# Converg. Seq. of Functions, Derivatives Bounded, Limit not Differentiable

• michaelxavier
In summary, the task is to find a sequence of differentiable functions that satisfy certain conditions and have a convergent subsequence that is not differentiable. This can be proven using Arzela-Ascoli for the reals. A possible example is the series of functions f(x)=|x| which is not differentiable, and can be approximated by the differentiable function sqrt(x^2).

## Homework Statement

Find a sequence of differentiable functions $f_n\colon [a,b]\rightarrow\mathbb(R)$ s.t.:
--there exists $M>0$ with $|f_n'(x)|\leq M$ for all $n\in\mathbb{N}$ and $x\in[a,b]$;
--for all $n\in\mathbb{N}$, $|f_n(a)|\leq M$;
--$(g_n)$ is a convergent subsequence with $lim_{n\rightarrow\ifty}g_n(x)=g$ for $f$ NOT DIFFERENTIABLE.

## Homework Equations

Arzela-Ascoli for the reals.

## The Attempt at a Solution

I have already proved, using Arzela-Ascoli, that such a $g$ exists for any sequence $(f_n)$ fulfilling the first two conditions. But I simply cannot come up with a concrete example where the limit is not differentiable!

Thanks!

f(x)=|x| is not differentiable.

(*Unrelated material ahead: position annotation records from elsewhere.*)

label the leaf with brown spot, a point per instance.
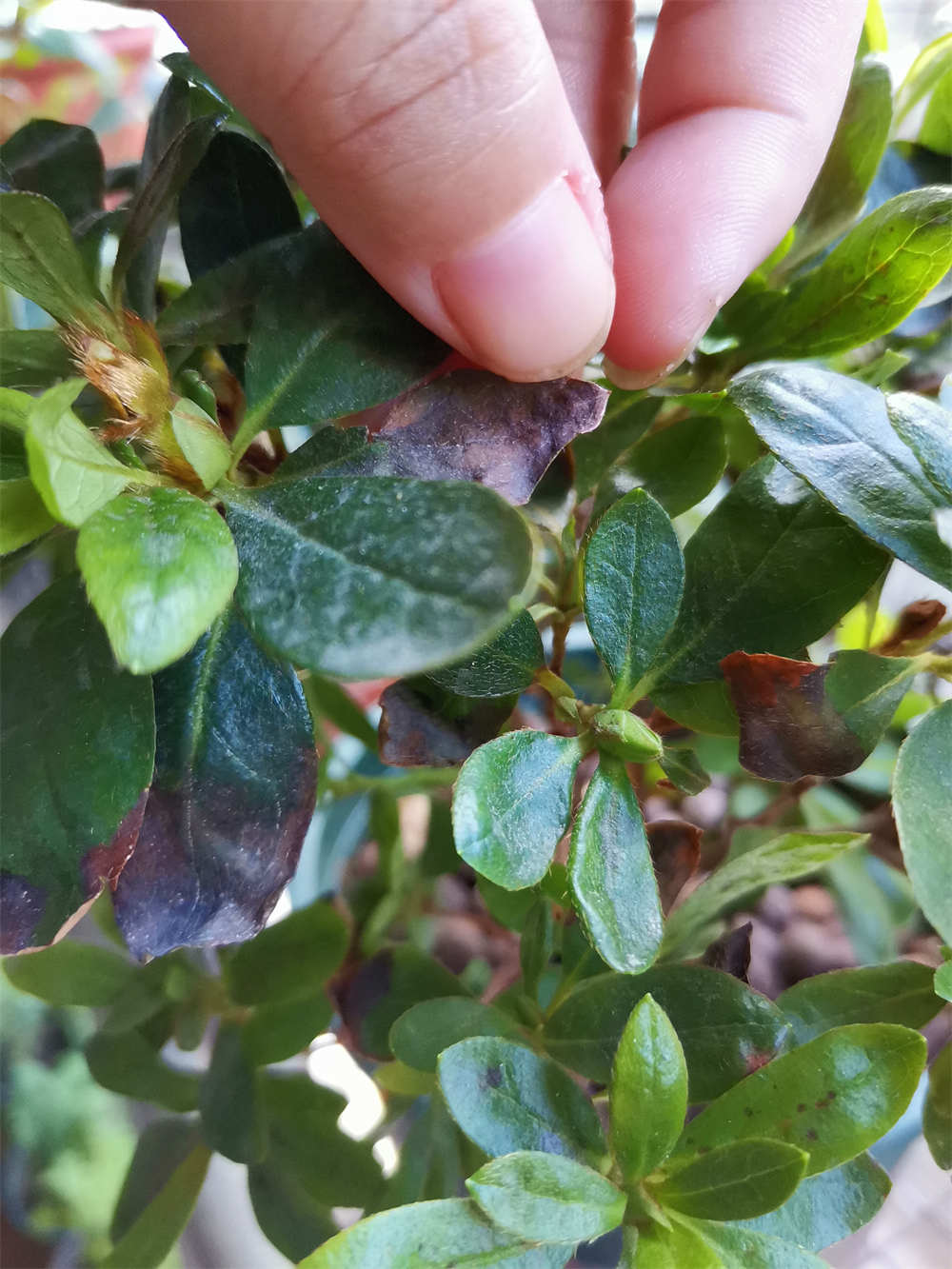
(799, 719)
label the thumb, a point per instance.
(436, 140)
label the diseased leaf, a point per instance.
(547, 1199)
(352, 574)
(512, 804)
(609, 868)
(922, 804)
(837, 434)
(231, 800)
(832, 1097)
(506, 1098)
(649, 1092)
(799, 719)
(724, 1027)
(79, 744)
(159, 568)
(634, 576)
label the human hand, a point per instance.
(460, 149)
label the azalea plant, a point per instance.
(248, 492)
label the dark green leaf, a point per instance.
(609, 867)
(235, 198)
(799, 719)
(725, 1028)
(649, 1092)
(232, 1119)
(786, 858)
(922, 803)
(512, 804)
(419, 1036)
(158, 1195)
(59, 160)
(833, 1097)
(79, 744)
(837, 434)
(347, 575)
(901, 993)
(327, 340)
(159, 568)
(634, 579)
(70, 974)
(506, 1098)
(231, 800)
(547, 1199)
(434, 1235)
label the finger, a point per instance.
(436, 138)
(739, 103)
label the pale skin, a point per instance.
(468, 153)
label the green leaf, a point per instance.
(327, 340)
(901, 993)
(678, 466)
(40, 260)
(649, 1092)
(769, 570)
(784, 858)
(937, 1112)
(126, 1062)
(501, 667)
(70, 974)
(288, 960)
(436, 1235)
(79, 744)
(506, 1098)
(232, 1120)
(512, 804)
(547, 1199)
(922, 803)
(837, 434)
(159, 568)
(634, 578)
(201, 441)
(235, 198)
(609, 868)
(833, 1097)
(734, 1180)
(725, 1028)
(828, 1207)
(59, 160)
(419, 1036)
(74, 472)
(158, 1196)
(346, 575)
(231, 799)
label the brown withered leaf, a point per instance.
(422, 724)
(676, 849)
(799, 719)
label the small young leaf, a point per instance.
(609, 868)
(512, 804)
(547, 1199)
(734, 1180)
(922, 803)
(387, 572)
(649, 1092)
(784, 858)
(159, 568)
(506, 1098)
(837, 434)
(833, 1097)
(634, 579)
(901, 993)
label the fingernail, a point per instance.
(535, 298)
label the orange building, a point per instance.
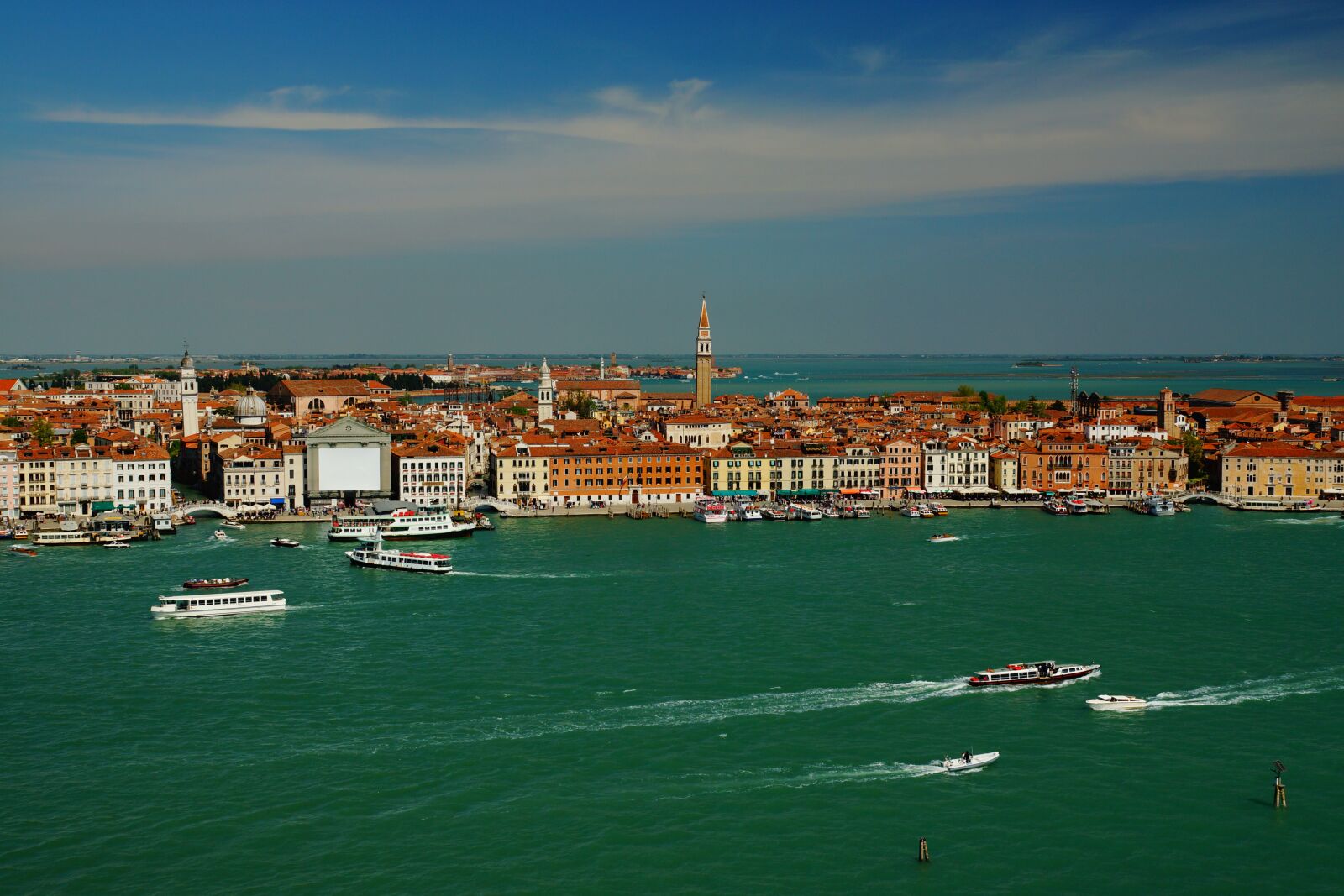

Can you think of a series of differentiable functions that converge to it? Hint, |x|=sqrt(x^2).

## What is a convergent sequence of functions?

A convergent sequence of functions is a sequence of functions that approaches a single limit function as the independent variable approaches a certain value. This means that as the input value gets closer and closer to a specific value, the output of the sequence of functions also gets closer and closer to a specific function.

## What does it mean for derivatives to be bounded?

If a derivative is bounded, it means that its values are limited and cannot exceed a certain value. In other words, the derivative does not grow infinitely large or small, but instead stays within a certain range of values.

## Can a limit not be differentiable?

Yes, a limit can be not differentiable. This occurs when the derivative of a function does not exist at a specific point because the function is not continuous or has a sharp turn or corner at that point.

## What is the relationship between a convergent sequence of functions and bounded derivatives?

A convergent sequence of functions can have bounded derivatives, meaning that the derivatives of each function in the sequence are limited and do not grow infinitely large or small. However, it is also possible for a convergent sequence of functions to have unbounded derivatives, meaning that the derivatives of each function in the sequence do not have a limit and can grow infinitely large or small.

## How does the concept of a convergent sequence of functions and bounded derivatives relate to real-world applications?

In real-world applications, a convergent sequence of functions with bounded derivatives can represent a system or process that is approaching a steady state or equilibrium. This can be seen in fields such as physics and economics, where functions and their derivatives are used to model and predict the behavior of physical systems and economic trends.